You could very reasonably argue that how the mocks are created matter - but they're both mocks (in definition used by Mockito, etc., JS libraries have more granular defs between mocks/fakes/stubs/etc).
Also, you've essentially shifted the problems around upgrading a library from the test class to the wrapper class, you haven't removed it (but you have isolated it - possibly from many tests to one single wrapper, so, sort of a win).
Do you apply this prescription outside of the tests?
One thing that annoys me about this approach is then you see bizarre wrappers where you have someone deciding that "they know best" and completely change the interface to a well documented API provided by a third party.
At the very least, you usually end up replacing a well-documented, maintained third-party API with less well-documented less well-maintained API.
While the intentions are good, here, I think it should be clarified where & how those wrappers are created.
Would you be fine with code, that, wherever possible, wraps third-party code in tests, but passes the real objects in the implementation?
Also - what about objects you (as in a team) do own? I've seen folks wrap those, because "Mocks are bad".
Fundamentally, based on the examples, it doesn't look like you're differentiating between mock/not mock, it looks like you're
differentiating between how the mocks are created, maintained, and used.

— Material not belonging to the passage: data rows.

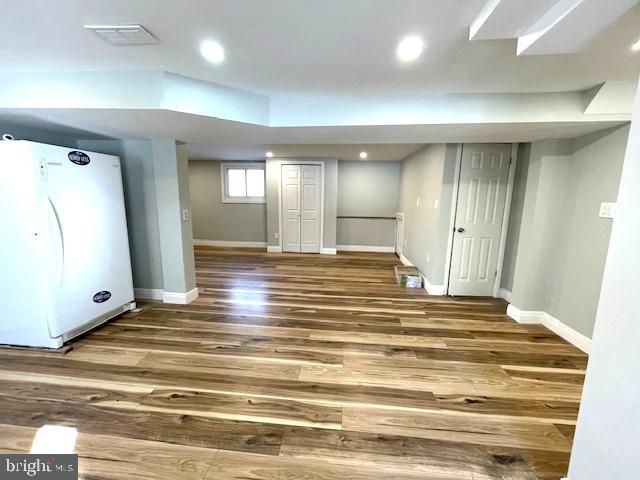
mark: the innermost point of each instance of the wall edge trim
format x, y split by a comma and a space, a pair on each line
561, 329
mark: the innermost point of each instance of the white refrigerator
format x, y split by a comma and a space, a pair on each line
64, 251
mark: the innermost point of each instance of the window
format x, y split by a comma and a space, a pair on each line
243, 183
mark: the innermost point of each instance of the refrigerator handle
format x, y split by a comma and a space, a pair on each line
59, 240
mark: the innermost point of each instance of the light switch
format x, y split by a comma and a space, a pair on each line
607, 210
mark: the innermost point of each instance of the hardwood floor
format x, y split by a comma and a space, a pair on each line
304, 367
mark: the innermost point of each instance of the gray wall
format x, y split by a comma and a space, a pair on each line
561, 245
427, 175
140, 202
367, 189
594, 173
215, 220
273, 169
515, 215
607, 441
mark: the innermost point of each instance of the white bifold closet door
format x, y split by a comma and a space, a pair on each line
301, 202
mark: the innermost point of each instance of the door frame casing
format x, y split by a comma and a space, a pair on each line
280, 202
505, 218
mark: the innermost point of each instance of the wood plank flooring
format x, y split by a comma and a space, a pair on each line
304, 367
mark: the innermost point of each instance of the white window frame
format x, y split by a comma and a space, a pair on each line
242, 166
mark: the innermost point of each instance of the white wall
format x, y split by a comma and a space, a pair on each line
561, 243
607, 439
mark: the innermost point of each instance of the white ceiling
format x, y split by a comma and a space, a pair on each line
302, 47
212, 138
375, 152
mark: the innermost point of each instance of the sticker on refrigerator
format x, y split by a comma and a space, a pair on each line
102, 296
79, 158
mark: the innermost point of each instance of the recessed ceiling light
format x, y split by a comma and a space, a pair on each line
410, 48
212, 51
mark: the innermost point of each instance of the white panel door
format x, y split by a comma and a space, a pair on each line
82, 204
291, 209
310, 213
481, 197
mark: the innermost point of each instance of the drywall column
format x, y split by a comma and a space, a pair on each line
607, 439
176, 239
142, 213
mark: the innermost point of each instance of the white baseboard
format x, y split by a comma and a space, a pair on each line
505, 294
569, 334
180, 298
431, 288
365, 248
148, 293
228, 243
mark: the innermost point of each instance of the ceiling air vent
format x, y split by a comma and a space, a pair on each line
123, 34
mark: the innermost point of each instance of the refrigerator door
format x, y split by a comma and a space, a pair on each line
82, 207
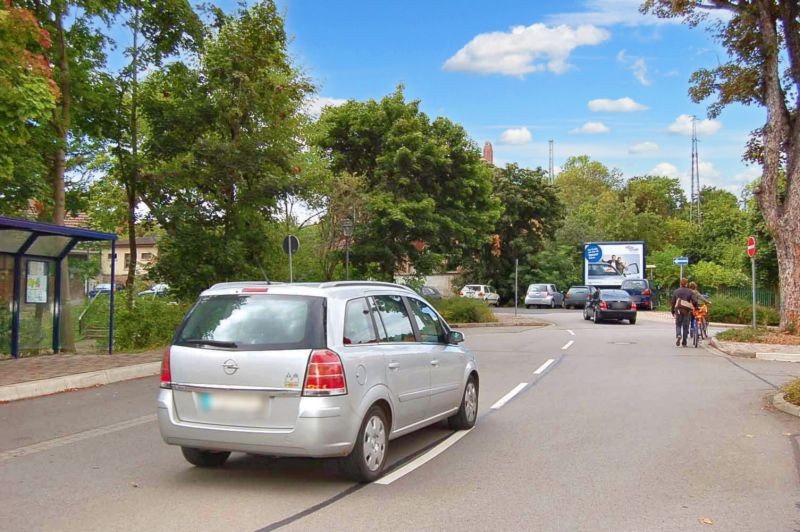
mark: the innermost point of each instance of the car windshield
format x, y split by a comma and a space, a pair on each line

If you're not using the same instance type as the one that live code uses, you're using a mock, even if you wrote it yourself, or a third-party maintainer wrote it, and decided to call it a "Fake" instead.
I think people could be wiser about when they reach for reflection (via Mockito, etc), to
create mocks for them.. but mocks themselves .. seem inevitable in unit tests.
Otherwise, you're writing integration tests.